Les acteurs de l’urgence doivent répondre aux besoins de populations déracinées, recomposées, parfois choquées, tout en respectant l’environnement social des communautés auprès desquelles ils agissent. Afin d’offrir une aide rapide, efficace et adaptée, les opérateurs de l’aide ont besoin d’identifier au plus vite les besoins et les mécanismes d’aide déjà en place, afin de répondre en priorité aux groupes les plus vulnérables avec des opérations d’urgence adaptées aux attentes, aux capacités locales et au contexte culturel.

Dans ce cadre, la capacité des acteurs humanitaires à évaluer, consolider et traiter efficacement les données humaines sur le terrain est l’une des clefs d’une réponse rapide et pertinente.
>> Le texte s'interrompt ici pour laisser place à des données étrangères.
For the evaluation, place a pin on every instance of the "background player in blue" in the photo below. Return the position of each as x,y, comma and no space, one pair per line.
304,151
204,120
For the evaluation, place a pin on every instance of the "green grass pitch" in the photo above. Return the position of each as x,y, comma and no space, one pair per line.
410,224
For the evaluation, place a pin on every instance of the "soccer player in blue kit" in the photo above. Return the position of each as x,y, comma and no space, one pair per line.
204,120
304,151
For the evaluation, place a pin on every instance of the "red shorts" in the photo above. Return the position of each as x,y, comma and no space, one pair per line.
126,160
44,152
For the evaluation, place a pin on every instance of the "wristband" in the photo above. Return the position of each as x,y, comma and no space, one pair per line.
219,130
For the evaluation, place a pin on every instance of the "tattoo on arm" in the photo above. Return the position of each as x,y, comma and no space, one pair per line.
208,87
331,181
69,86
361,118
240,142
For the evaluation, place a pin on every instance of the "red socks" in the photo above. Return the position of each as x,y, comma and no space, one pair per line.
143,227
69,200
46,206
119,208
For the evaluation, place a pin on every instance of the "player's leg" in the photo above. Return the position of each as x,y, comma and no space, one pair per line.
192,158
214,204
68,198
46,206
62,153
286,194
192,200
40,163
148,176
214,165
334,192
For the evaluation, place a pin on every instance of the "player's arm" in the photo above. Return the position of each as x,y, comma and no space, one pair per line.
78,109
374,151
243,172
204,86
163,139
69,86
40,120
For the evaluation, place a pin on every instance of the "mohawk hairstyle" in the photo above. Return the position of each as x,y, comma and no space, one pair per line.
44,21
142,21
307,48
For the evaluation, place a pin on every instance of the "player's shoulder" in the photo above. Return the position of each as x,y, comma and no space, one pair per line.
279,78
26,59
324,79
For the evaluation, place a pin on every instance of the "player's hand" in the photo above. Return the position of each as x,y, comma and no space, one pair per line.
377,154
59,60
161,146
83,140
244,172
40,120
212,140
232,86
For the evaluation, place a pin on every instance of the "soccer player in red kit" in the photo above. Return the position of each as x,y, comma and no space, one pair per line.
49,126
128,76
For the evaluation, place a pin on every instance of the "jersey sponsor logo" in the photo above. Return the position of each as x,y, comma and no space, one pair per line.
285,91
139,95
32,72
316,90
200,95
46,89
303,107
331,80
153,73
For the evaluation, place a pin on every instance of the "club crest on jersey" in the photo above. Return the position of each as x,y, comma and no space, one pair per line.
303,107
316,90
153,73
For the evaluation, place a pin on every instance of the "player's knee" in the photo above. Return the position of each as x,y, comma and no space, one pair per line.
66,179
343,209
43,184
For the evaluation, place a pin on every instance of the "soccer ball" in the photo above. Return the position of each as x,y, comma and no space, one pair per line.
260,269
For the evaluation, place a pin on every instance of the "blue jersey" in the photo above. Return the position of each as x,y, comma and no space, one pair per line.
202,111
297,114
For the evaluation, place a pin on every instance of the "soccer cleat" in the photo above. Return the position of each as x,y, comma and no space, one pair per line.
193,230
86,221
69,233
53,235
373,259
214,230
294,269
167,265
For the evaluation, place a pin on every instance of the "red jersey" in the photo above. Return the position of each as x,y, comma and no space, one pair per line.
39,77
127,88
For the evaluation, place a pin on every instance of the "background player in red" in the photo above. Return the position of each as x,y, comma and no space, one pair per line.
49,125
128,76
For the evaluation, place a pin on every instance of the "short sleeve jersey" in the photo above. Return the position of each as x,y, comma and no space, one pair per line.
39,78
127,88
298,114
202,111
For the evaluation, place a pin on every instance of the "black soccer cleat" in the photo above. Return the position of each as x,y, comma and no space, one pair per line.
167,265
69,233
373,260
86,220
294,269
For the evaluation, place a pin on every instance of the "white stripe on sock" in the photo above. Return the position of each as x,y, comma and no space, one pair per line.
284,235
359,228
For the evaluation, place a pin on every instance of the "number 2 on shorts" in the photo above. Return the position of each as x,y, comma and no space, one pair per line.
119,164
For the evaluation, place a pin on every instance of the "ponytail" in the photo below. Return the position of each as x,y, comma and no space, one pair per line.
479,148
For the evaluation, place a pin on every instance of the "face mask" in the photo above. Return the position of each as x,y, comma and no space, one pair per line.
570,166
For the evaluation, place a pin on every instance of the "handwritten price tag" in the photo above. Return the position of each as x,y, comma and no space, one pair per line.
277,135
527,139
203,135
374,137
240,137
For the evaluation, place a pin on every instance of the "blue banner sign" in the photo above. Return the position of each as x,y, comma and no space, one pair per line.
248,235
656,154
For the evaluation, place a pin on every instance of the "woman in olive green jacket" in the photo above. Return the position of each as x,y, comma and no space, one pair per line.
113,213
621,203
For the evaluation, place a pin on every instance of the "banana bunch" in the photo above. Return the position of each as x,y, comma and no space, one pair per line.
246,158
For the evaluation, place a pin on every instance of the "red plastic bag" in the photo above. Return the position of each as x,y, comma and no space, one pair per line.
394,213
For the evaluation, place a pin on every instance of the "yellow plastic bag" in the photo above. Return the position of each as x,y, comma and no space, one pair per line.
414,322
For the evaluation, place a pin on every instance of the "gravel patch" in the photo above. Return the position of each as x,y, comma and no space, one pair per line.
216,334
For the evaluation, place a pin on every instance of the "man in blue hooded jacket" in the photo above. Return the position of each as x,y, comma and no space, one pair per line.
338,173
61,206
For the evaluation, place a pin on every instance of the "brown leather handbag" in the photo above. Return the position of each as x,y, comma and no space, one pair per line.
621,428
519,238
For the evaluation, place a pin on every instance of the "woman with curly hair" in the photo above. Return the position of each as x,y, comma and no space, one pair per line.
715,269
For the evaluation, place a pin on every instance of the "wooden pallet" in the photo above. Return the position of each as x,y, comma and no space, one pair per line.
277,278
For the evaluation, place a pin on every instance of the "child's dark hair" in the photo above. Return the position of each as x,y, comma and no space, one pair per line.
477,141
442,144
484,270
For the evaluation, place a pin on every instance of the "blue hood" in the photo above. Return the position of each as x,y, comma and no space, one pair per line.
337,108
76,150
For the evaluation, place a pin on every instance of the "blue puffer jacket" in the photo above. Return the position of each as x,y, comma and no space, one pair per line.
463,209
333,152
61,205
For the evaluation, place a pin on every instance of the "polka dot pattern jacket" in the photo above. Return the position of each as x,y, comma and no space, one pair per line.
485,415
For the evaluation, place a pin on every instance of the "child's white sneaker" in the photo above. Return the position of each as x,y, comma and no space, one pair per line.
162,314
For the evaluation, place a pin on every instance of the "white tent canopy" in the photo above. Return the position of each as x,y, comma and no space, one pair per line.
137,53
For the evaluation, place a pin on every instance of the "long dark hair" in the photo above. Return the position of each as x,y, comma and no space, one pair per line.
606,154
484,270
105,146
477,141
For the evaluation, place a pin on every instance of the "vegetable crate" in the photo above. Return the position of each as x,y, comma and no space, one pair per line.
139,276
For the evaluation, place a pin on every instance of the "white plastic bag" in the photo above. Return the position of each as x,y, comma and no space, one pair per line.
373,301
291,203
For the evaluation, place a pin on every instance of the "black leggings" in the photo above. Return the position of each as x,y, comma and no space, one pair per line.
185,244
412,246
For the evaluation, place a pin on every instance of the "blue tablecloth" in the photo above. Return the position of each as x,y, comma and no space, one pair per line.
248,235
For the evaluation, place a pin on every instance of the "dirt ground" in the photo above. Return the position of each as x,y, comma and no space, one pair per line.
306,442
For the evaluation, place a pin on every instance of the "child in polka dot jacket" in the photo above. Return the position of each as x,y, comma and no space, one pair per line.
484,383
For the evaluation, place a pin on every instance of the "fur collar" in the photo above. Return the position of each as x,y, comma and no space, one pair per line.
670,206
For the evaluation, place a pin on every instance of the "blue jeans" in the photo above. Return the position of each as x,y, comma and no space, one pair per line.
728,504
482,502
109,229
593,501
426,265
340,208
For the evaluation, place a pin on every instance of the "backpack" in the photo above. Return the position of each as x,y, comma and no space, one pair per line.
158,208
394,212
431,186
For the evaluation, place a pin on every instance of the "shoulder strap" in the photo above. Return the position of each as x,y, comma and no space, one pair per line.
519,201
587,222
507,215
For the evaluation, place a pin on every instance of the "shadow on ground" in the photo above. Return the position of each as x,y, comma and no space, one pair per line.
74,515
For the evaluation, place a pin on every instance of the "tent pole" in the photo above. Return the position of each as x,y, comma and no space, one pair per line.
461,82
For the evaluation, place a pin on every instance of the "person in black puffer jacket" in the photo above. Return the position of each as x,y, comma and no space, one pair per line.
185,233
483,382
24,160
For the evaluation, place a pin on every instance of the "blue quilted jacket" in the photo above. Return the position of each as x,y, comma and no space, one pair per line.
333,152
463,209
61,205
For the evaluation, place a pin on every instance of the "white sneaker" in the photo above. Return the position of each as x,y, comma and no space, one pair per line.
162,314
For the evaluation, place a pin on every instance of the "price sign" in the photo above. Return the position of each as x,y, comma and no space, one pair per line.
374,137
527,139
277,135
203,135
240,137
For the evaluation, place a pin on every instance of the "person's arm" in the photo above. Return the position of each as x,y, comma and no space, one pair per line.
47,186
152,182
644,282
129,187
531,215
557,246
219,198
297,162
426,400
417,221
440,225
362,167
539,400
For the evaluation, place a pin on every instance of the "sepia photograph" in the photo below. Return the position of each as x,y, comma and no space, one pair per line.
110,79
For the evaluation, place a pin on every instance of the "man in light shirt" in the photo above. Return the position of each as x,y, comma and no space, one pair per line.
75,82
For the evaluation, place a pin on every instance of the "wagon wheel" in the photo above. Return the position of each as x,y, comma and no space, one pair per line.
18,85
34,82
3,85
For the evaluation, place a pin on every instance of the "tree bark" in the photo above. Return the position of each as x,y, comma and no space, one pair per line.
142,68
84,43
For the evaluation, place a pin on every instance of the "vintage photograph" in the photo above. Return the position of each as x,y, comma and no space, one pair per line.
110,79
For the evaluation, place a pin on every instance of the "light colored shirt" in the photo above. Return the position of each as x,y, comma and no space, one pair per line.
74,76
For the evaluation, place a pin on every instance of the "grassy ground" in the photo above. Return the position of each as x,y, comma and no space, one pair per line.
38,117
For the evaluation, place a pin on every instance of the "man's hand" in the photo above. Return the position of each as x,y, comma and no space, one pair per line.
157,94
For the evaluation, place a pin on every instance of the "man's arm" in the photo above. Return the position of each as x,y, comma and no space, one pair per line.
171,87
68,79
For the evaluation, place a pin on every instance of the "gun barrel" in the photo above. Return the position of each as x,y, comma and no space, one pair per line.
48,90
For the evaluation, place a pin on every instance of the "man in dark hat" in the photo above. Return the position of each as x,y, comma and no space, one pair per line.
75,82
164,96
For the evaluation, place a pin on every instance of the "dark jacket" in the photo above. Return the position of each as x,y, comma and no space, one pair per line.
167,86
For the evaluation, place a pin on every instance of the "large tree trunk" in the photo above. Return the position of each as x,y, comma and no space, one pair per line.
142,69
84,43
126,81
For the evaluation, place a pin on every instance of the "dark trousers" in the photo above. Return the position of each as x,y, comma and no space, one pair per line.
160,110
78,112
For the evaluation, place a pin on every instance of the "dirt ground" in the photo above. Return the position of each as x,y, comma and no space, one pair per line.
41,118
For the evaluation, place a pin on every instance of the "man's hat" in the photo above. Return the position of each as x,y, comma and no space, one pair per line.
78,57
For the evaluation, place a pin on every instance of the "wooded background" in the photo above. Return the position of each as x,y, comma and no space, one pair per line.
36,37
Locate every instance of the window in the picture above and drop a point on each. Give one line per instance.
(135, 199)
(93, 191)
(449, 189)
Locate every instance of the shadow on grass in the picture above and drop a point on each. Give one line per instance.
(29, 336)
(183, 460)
C’est la première tâche des ONG qui mobilisent leurs équipes d’urgence sur ces évaluations afin d’organiser et de prioriser les opérations et l’aide apportée.

Alors même que le système des « clusters » [comités thématiques de coordination entre les acteurs humanitaires mis en place depuis 2005 sur les terrains d’intervention] se développe pour une meilleure coordination de l’aide d’urgence, les acteurs sur place privilégient encore une gestion individualisée de ces processus d’évaluation, qui ne sont pas animés collectivement par les clusters, avec de fait des échanges d’informations limitées entre différentes organisations. Pourtant, c’est bien dans ces contextes d’urgence, où la réactivité doit primer, qu’un système de collecte et de partage des données entre les acteurs humanitaires aurait tout son sens, en ce qu’il permettrait d’associer les ressources existantes, de promouvoir des synergies entre opérateurs et surtout de réduire la duplication des évaluations, en assurant la mise à disposition des données à toutes les parties concernées. Certains mécanismes existent ; mais sans réelle efficacité, ils n’ont jamais été adoptés et développés.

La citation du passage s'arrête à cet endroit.